The National Security Agency is currently embroiled into two possible scandals on the European continent, each with their own contours, but which have blended together into a common storyline in the United States. To casual observers, it’s hard to tell where one story ends and the other begins as the United States attempts to extract itself from the diplomatic furor that is currently engrossing its relationship with Europe.
At the core of one thread of the issue is that world leaders are becoming increasingly concerned that the United States has been targeting them specifically for surveillance. German Chancellor Angela Merkel in particular is upset with the U.S. for allegedly monitoring her mobile phone’s calls, a fact that she became aware of after seeing her number listed in a leaked document. The Guardian later reported that an internal NSA document shows that, as of 2006, there were as many as 35 world leaders who had their communications regularly monitored. Though the document does not specify which countries’ leaders had been tapped, nor if the program is still ongoing, it has contributed to clouding the Obama administration’s relations both at home and overseas.
Sen. Dianne Feinstein (D-CA), chair of the Senate Intelligence Committee, has taken particular umbrage at the revelation, issuing a harsh statement on Monday denouncing the practice of spying on allied leaders. “Unlike NSA’s collection of phone records under a court order, it is clear to me that certain surveillance activities have been in effect for more than a decade and that the Senate Intelligence Committee was not satisfactorily informed,” the senator, who is normally a supporter of intelligence operations, wrote. “With respect to NSA collection of intelligence on leaders of U.S. allies—including France, Spain, Mexico and Germany—let me state unequivocally: I am totally opposed.” Intelligence officials have also sounded off to reporters, pushing back on reports that the White House was unaware of the practice as it was ongoing.
Concurrent to the news about foreign heads of state finding themselves under close watch, reports in French and Spanish newspapers claimed that NSA documents showed that metadata from their citizens’ phone calls was being swept up in American dragnets. Le Monde posted an NSA slide clearly labeled “France,” which it purportedly showed that the National Security Agency had collected information on more than 70 million phone calls in the period of just a month. Spanish newspaper El Mundo on Monday made similar claims, saying that the NSA had swept up 60 million calls worth of metadata.
The two both involve the National Security Agency, making it easy for them to merge together into one larger story on spying. But the two are actually quite separate, both in terms of the veracity of the claims and the possible impact that they will end up having. In terms of the latter, the original reporting appears to have been mistaken, if new reports from the Wall Street Journal are accurate. According to current intelligence officials, the Wall Street Journal says, the slides that El Mundo and Le Monde purport to show NSA spying on French and Spanish citizens actually show nothing of the sort. Instead, they claim, the slides detail metadata the European intelligence agencies collected in outside theaters to support NATO and other allied military action, which has been then shared with the NSA.

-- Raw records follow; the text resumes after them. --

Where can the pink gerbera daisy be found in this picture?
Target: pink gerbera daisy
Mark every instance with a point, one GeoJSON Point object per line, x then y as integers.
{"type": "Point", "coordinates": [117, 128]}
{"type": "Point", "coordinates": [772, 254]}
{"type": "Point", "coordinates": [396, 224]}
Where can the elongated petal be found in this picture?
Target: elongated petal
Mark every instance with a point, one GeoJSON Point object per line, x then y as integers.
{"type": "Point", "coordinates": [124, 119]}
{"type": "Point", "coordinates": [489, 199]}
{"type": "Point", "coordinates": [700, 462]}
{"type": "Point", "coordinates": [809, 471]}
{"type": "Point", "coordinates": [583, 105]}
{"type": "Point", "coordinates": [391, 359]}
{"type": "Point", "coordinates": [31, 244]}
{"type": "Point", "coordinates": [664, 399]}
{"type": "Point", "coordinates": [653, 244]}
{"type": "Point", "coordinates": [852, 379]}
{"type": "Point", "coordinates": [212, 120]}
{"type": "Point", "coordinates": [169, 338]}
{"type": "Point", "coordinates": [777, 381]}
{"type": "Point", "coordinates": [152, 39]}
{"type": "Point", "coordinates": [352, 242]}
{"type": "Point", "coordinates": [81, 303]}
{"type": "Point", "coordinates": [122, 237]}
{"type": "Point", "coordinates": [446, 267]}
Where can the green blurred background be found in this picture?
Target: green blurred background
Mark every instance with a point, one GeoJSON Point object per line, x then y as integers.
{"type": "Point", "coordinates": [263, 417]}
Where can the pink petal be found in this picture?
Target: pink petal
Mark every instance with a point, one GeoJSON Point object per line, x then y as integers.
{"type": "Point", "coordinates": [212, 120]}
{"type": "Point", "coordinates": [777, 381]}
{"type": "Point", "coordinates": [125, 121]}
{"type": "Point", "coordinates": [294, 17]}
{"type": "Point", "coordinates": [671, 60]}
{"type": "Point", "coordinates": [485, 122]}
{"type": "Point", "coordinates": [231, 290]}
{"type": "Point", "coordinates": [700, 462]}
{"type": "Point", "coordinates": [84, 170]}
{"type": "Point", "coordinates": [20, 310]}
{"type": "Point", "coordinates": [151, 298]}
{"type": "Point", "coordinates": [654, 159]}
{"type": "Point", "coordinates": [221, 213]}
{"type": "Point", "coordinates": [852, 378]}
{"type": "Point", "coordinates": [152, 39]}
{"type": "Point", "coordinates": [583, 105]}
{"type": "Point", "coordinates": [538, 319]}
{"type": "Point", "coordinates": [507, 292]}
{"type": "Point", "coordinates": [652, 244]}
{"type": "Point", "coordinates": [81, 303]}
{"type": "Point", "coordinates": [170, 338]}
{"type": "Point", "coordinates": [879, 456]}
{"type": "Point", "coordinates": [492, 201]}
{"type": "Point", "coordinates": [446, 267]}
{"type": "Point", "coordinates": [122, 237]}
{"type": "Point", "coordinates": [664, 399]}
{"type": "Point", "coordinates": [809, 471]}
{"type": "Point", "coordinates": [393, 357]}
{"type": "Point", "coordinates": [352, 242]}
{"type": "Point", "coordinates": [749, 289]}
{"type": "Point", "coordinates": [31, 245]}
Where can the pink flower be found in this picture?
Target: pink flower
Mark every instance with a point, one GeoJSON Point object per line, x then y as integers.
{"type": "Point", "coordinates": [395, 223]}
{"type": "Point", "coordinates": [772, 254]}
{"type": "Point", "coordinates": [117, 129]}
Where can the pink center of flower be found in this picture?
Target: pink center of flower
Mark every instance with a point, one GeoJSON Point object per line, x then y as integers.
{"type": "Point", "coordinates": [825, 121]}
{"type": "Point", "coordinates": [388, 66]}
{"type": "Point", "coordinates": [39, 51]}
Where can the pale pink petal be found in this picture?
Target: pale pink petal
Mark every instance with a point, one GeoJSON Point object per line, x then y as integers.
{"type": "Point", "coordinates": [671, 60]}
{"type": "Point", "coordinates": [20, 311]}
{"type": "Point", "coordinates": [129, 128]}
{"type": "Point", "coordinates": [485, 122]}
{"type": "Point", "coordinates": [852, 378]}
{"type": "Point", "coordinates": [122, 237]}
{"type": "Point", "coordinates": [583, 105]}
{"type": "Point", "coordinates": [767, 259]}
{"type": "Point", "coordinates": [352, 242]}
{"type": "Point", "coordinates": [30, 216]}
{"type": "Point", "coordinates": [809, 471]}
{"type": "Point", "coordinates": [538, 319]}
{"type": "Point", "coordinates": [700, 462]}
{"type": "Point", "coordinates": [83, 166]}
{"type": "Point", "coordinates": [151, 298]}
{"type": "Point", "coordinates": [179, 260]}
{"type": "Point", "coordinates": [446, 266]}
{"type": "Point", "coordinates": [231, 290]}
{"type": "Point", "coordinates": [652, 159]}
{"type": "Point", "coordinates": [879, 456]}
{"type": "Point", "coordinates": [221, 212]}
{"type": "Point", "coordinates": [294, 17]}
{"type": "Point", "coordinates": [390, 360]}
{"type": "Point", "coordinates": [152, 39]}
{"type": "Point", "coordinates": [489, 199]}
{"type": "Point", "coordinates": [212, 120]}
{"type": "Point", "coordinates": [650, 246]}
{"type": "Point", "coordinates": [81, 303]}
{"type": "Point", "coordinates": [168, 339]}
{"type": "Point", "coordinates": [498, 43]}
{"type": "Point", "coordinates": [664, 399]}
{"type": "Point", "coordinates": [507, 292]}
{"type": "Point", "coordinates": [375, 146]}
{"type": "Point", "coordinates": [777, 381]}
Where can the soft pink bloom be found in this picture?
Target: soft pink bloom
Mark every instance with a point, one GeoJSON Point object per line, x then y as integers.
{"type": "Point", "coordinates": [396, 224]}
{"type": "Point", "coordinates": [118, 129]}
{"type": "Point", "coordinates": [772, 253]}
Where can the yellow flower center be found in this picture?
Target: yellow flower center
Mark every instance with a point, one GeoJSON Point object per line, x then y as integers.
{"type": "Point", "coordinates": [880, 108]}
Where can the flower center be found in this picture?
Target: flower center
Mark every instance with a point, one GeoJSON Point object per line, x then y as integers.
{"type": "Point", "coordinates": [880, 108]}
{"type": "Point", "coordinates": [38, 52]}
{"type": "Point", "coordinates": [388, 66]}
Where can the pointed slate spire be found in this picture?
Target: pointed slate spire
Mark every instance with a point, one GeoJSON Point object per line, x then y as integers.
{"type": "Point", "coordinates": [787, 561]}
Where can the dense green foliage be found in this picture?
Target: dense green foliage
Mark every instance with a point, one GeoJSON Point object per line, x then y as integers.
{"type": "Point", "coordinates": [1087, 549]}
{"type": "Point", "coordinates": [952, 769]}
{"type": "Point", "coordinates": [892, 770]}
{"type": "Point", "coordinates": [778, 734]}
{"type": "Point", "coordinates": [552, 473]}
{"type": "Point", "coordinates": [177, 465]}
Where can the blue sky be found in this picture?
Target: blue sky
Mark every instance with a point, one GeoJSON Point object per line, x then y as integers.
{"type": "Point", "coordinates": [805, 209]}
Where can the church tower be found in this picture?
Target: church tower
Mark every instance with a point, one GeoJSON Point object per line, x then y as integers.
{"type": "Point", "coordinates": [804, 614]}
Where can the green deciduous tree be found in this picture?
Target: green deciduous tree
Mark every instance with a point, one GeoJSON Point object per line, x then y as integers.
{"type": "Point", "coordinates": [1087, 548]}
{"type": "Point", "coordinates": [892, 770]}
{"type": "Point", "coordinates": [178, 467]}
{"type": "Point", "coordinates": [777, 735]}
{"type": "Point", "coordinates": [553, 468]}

NSA Director Keith Alexander corroborated the broad outlines of the WSJ story during testimony before the House Permanent Select Intelligence Committee on Tuesday, saying that the original reports were “completely false.” While Alexander did indicate that collection against terror groups does occur on European networks, he insisted that the slides actually showed a webtool for data management purposes, claiming that the reporters who first broke the story “didn’t know what they were seeing.”
That still leaves the reports on spying on foreign leaders, which the White House has begrudgingly admited no longer exist — when it comes to Chancellor Merkel at least. As a result of the revelations, however, it seems that the president is prepared to order the NSA to end its eavesdropping on American allies all together, according to the New York Times. This doesn’t, however, necessitate the end of spycraft in these countries all together.
Director of National Intelligence James Clapper, who joined Alexander on the Hill yesterday, dismissed the notion that the U.S. was in some way unique when it comes to such behavior. “Absolutely,” Clapper responded, when Chairman Mike Rogers (R-MI) asked if he knew of any U.S. allies who were conducting espionage against America. “As long as I’ve been in the intelligence business – 50 years – leadership intentions, in whatever form that’s expressed, is kind of a basic tenet of what we are to collect and analyze,” he continued.
Ubiquity doesn’t make for complacency from the subjects of spying, however, especially when it’s brought to the public view. Nor do European leaders have much of an interest in staying quiet. The United States is currently in the midst of a series of negotiations with the European Union that has the potential to result in a free-trade agreement between two of the largest economies on Earth, which the NSA revelations are now in danger of complicating. Those talks have been cited frequently among European parliamentarians, including those in the European Parliament, a delegation of whom will meet at the White House with Karen Donfried, the senior director for European affairs for the National Security Council on Wednesday.